The nation’s insured banks enjoyed a profitable run from January through March and the number of troubled banks on a government watch list fell to 2009 levels, the Federal Deposit Insurance Corp. reported Wednesday.
“The banking industry continued to show gradual but steady improvement during the quarter,” FDIC Chairman Martin Gruenberg said in a statement accompanying the quarterly industry profile. “Revenue, earnings, and loan balances were up; asset quality continued to improve; and the number of banks on the ‘Problem List’ declined to the lowest level in more than six years.”
The number of “problem” banks fell from 291 to 253 during the quarter, well below the peak of 888 during the first three months of 2011.

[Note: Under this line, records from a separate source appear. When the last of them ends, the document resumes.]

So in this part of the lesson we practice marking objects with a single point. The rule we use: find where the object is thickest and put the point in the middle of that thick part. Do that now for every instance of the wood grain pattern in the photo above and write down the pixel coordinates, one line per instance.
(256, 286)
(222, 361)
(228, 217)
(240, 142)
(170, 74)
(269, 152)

Significantly, nearly two-thirds of banks reported higher earnings than they did in the first quarter of 2014. FDIC-insured institutions reported quarterly net income of $39.8 billion from January through March, a 6.9 percent increase over the same three months of 2014.
Only 5.6 percent of FDIC-insured banks were unprofitable during the first quarter of this year, the lowest percentage since the second quarter of 2005, the FDIC said.

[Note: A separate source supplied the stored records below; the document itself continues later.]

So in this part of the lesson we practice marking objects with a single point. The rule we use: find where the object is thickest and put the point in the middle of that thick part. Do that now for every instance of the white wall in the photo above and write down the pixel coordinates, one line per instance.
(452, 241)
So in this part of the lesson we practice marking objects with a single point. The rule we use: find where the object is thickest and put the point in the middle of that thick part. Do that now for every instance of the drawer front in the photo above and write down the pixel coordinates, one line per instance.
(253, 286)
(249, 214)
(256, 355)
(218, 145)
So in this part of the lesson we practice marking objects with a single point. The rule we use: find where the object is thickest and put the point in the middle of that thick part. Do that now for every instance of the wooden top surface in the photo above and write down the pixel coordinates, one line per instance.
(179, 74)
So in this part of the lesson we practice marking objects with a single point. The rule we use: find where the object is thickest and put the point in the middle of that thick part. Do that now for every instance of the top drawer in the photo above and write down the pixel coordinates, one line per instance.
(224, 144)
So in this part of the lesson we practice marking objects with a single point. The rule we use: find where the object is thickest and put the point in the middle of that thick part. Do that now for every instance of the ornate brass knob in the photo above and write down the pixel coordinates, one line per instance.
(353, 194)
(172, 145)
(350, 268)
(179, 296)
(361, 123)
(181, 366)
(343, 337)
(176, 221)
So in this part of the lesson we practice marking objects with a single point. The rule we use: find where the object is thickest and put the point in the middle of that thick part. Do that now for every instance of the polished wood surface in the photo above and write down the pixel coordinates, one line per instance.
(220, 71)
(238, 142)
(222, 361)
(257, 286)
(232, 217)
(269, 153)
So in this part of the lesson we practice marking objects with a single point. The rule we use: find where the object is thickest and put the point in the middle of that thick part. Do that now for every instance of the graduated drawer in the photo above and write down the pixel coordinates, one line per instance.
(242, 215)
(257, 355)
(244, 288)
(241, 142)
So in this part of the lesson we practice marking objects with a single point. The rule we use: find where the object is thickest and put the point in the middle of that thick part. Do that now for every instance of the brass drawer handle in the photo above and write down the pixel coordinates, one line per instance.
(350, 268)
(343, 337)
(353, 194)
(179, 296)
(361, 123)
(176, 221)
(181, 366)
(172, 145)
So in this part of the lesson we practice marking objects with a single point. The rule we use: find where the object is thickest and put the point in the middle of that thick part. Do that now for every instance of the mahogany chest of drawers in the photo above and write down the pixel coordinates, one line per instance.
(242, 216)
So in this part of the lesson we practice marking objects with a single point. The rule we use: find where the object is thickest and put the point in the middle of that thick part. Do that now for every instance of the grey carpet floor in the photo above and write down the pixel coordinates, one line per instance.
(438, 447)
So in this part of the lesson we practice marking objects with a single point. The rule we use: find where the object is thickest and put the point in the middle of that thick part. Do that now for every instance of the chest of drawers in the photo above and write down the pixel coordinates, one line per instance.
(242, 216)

In another sign that the economy is shaking off the long tail of the Great Recession, banks charged off $9 billion in uncollectable loans during the first quarter, down 13.2 percent from loan-loss write-offs in the first three months of 2014.
The long Bull Run on Wall Street has also been good for banks. Trading revenue at the nation’s insured banks was $1.5 billion, or 23.9 percent, higher in the first quarter of 2015 versus the same period of last year, the FDIC said.